Bridge the gap between data science and data engineering to design and implement high-impact analytical solutions.
Responsibilities
- Design and build data processing pipelines, data models, and engineering workflows to drive information visualization.
- Develop predictive analytics and modeling methods, including simulations, using deep learning architectures.
- De-mystify AI and client models to ensure transparency and explainability for stakeholders.
- Execute model governance and manage model risk in alignment with MDLC requirements.
- Collaborate with subject matter experts across the organization to provide technical direction and data strategy.
Required Skills
- 5+ years of experience in data science, data mining, or data engineering.
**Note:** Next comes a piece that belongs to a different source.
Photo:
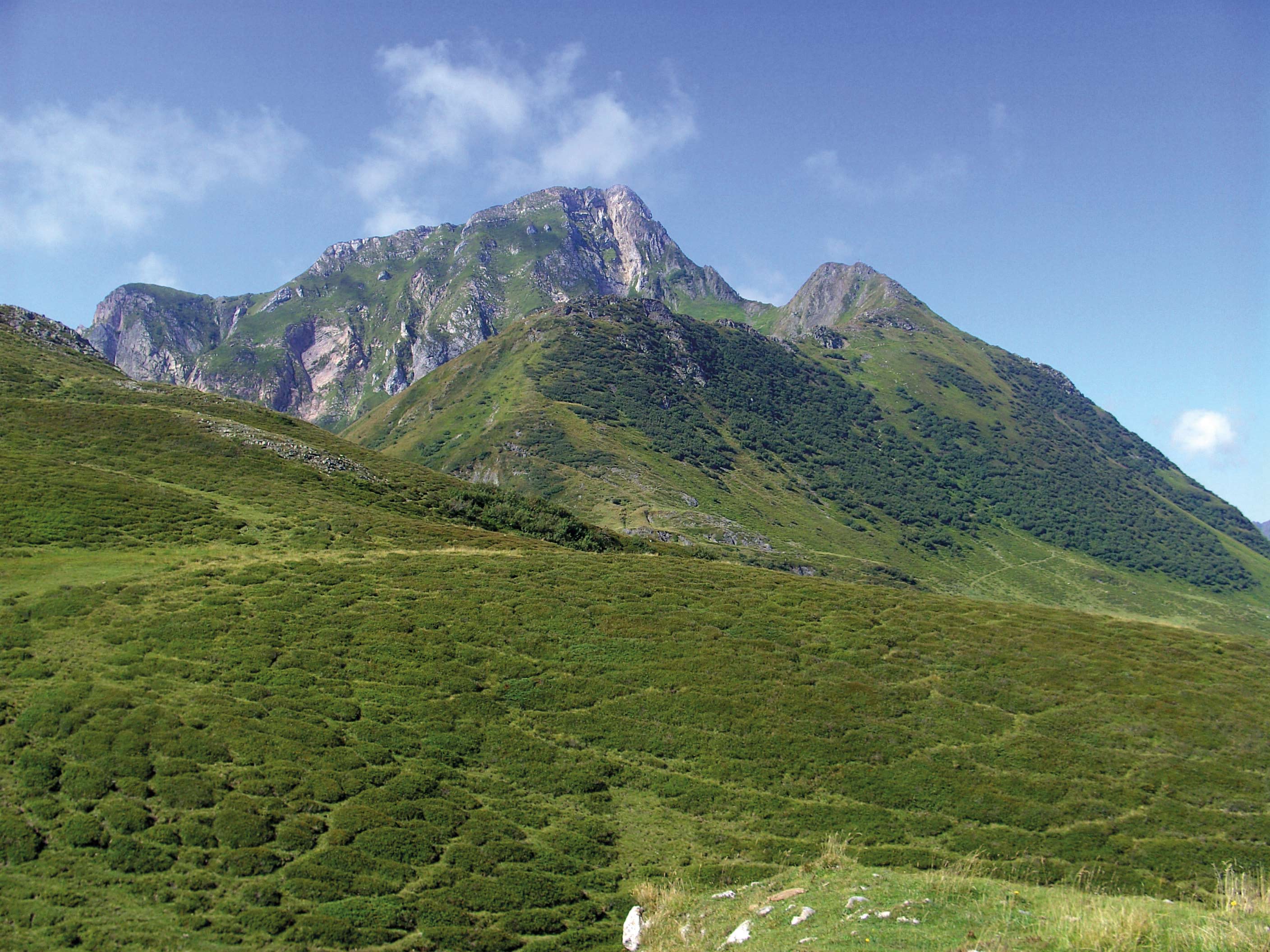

- Degree in mathematics, statistics, computer science, or a related technical field.
- Hands-on experience with Python, PySpark, and PyTorch.
- Proficiency with deep learning toolkits including TensorFlow and Keras.
- Experience with the Hadoop platform, including Spark and Kafka.
- Strong background in hypothesis testing, regression analysis, and probability.
- Fluency in SQL with relational databases such as MySQL or Oracle.
- Knowledge of R or SAS.
- Experience with model governance and model risk management.
Preferred Skills
- Advanced degree in Engineering, Mathematics, Statistics, or Computer Science.
- Background in text analytics, news aggregation, and natural language processing.
- Six Sigma Black Belt or Master Black Belt certification.